The influence of chronic administration of hypnotics and analgesics on rate of recovery from inhalation anesthesia in rats.

Anesth Analg, 1975/1-1975/2;54(1):97-102.

Dobkin AB, Borgstedt HH, Rohner RF, KURLAN RM, Fein AB

PMID: 234700

Impact factor: 6.627

Abstract
A series of groups of Sprague-Dawley rats were given either secobarbital, phenobarbital, morphine, pentazocine, diazepam, methotrimeprazine, or saline (control) intraperitoneally on 4 consecutive days and then, on day 5, anesthetized with chloroform, trichlorethylene, fluroxene, halothane, methoxyflurane, enflurane, isoflurane, bromotrifluorocyclobutane, or chlorotrifluorocyclobutane. One control group received neither pretreatment nor anesthetics and another was given pretreatment but no anesthetics. The factor of "enzyme induction" is also evaluated, as are SGPT elevation and liver and kidney lesions.

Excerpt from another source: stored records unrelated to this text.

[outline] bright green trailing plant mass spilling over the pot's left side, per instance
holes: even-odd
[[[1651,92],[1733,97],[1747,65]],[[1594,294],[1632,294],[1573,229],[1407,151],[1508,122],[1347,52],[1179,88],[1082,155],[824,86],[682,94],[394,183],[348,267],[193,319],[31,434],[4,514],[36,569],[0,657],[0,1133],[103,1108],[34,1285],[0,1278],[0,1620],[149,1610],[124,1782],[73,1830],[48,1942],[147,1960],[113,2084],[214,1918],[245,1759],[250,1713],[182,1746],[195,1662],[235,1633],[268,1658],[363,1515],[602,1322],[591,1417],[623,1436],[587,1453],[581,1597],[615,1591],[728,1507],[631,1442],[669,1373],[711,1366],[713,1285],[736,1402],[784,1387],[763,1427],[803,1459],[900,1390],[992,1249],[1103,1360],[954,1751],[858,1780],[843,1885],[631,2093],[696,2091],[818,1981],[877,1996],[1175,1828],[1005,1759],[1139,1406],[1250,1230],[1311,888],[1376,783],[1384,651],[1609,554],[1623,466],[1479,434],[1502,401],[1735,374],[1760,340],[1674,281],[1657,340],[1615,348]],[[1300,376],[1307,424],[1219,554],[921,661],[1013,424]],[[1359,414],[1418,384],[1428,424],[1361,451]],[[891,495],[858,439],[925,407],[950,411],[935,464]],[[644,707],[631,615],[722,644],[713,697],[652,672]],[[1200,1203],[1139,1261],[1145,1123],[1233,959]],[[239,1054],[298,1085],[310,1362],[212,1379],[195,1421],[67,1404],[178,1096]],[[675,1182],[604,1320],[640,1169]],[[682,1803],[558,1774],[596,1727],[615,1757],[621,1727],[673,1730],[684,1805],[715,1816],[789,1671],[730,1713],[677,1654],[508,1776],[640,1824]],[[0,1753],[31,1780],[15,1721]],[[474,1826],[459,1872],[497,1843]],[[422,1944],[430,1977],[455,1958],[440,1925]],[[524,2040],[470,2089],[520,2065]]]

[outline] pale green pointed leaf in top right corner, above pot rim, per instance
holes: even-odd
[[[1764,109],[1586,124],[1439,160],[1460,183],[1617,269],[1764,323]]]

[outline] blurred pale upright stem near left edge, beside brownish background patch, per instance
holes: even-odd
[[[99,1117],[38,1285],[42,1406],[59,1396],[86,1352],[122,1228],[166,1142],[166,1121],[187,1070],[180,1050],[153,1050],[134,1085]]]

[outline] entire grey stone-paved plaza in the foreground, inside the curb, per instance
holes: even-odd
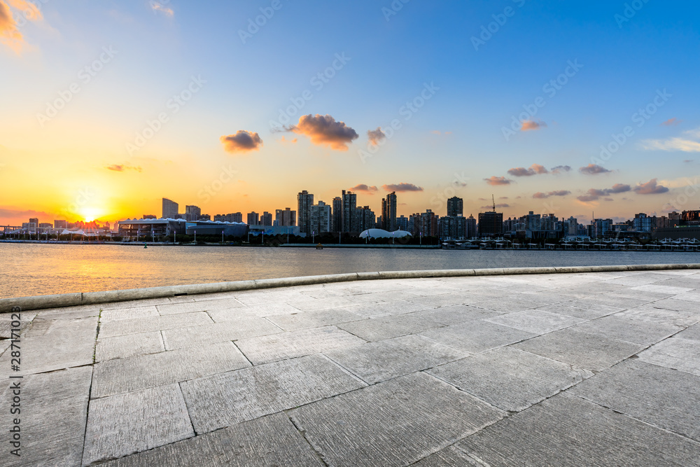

If enzyme induction occurred with the drugs used for pretreatment, the anesthetics suppressed the expected response. SGPT levels were generally within normal range. The combinations of all pretreatments with enflurane, halothane, or methoxyflurane had the fastest recovery; recovery was slower with the other anesthetic agents, but none of the prior chemotherapeutic drugs accelerated recovery from the inhalation anesthetics.